Friday, 12 July 2013

Holy Trinity, Bosham

 
There is a picture of Bosham church in the Bayeux tapestry. It is shown as a square building with a shingled roof, a line of windows and a big doorway flanked by little towers.
Harold, then Earl Godwin of Wessex, strides towards the arched door on his way to mass before embarking on his ill-fated voyage to Normandy where he was captured by William the Bastard...and the rest is history.
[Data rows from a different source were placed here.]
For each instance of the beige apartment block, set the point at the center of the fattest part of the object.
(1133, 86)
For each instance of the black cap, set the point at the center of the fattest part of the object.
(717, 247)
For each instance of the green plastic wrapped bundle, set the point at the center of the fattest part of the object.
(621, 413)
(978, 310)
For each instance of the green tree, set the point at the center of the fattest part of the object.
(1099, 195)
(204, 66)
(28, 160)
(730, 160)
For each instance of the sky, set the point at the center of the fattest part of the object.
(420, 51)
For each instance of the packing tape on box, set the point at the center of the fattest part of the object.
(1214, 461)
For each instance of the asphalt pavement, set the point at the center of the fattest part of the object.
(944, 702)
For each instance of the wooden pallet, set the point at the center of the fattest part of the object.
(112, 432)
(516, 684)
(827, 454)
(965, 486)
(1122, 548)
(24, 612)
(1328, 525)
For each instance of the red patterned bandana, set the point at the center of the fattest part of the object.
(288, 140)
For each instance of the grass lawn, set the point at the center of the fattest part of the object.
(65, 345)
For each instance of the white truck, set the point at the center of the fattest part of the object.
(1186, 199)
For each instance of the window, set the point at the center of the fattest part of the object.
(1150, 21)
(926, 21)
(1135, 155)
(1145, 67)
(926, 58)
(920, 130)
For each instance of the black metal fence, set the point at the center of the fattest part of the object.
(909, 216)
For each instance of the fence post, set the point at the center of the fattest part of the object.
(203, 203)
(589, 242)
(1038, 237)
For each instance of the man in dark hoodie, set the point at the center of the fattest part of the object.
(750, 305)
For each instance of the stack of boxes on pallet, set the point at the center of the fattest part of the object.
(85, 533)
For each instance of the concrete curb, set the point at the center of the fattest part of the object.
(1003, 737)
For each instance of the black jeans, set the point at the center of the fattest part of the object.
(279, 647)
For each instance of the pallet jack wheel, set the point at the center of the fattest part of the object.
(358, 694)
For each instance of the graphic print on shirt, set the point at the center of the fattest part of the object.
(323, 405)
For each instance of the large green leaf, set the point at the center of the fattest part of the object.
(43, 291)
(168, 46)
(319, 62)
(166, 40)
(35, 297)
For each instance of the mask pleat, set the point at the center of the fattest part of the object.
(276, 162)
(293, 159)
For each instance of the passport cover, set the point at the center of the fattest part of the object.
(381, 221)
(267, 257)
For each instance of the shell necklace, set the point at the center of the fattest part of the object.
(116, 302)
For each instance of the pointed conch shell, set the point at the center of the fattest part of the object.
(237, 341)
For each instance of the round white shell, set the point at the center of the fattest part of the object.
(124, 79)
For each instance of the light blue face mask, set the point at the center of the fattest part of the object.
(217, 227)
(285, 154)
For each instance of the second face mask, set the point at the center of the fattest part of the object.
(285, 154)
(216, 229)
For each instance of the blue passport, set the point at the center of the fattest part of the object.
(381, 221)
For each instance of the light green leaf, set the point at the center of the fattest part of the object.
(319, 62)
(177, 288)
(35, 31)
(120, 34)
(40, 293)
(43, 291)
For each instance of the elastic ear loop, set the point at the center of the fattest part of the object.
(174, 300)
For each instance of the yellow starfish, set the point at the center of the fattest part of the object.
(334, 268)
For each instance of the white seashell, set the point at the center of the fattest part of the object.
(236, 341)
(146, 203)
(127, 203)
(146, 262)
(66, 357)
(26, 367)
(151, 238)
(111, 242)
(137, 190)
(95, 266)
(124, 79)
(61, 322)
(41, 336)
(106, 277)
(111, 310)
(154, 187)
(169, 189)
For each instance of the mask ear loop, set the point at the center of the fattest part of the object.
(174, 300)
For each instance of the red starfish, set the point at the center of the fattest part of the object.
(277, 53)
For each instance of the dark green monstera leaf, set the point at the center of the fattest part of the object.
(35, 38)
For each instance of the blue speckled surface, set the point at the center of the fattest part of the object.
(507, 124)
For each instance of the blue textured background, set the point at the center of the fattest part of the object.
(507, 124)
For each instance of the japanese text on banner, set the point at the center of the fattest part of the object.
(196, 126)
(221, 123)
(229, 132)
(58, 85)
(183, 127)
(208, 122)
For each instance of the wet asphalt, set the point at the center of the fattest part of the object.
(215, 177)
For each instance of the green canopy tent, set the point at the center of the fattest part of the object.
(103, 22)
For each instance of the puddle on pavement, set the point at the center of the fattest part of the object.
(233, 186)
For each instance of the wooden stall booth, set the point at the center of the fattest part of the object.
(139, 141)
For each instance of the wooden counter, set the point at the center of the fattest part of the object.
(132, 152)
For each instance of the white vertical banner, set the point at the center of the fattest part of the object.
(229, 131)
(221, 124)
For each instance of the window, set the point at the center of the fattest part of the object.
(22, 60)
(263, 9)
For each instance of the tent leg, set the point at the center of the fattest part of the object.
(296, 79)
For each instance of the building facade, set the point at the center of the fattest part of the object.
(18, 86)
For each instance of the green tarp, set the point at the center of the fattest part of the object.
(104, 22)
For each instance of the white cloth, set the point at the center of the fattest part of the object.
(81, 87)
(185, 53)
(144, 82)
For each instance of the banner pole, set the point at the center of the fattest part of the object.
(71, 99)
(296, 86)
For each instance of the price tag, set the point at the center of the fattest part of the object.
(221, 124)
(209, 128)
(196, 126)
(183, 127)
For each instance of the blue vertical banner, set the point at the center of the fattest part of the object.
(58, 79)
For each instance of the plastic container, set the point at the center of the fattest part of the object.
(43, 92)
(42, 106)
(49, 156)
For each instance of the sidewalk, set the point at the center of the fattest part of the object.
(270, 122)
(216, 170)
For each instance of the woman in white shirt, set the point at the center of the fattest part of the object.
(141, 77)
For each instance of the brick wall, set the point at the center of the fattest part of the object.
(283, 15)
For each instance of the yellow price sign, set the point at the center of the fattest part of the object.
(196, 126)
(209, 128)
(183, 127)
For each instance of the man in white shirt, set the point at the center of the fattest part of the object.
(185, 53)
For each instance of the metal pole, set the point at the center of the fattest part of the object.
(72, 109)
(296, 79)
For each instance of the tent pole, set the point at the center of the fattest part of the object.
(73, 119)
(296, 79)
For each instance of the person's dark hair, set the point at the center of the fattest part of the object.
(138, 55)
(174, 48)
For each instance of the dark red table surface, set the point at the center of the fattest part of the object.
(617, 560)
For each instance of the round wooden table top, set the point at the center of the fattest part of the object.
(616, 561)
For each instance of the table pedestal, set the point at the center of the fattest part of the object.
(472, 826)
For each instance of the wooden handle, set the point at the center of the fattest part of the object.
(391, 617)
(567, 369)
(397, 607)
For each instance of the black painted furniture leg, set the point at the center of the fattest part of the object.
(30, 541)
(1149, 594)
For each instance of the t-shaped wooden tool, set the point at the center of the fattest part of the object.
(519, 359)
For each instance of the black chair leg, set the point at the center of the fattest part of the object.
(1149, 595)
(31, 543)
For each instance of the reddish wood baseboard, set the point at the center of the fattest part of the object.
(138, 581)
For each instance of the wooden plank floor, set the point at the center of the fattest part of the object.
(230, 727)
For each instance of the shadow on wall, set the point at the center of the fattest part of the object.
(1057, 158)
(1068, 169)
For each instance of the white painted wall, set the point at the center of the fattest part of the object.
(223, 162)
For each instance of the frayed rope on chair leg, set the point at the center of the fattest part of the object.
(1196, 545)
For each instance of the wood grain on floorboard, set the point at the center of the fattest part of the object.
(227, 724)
The artist who created this compelling image of a pious man going to make his peace with God before embarking on a perilous sea voyage probably had no idea of what Bosham church actually looked like. In those days, few people except aristocrats and sailors travelled further than a few miles from the place they were born. The Canterbury embroiderers seem to have designed a model church based more on jewelled reliquary boxes rather than the real thing.
But we today have little better idea of what Harold's church looked like. The surviving Saxon details - the south door, the tower with its round-headed windows and above all the glorious chancel arch - give clues. But alterations and restorations have changed the church beyond recognition.
You can get an impression of what the Saxon church looked like by standing in the nave and imagining tall walls where the nave arches are, punctured by small round-headed windows like the ones shown in the tapestry. Then imagine the chancel half the length it is today.
The picture that emerges is of a tall, dark mysterious space. Monks of the college that used to stand to the south of the church would be singing and praying most of the day. For us, it is just as far away as Bosham was for those embroiderers in Kent nearly a thousand years ago.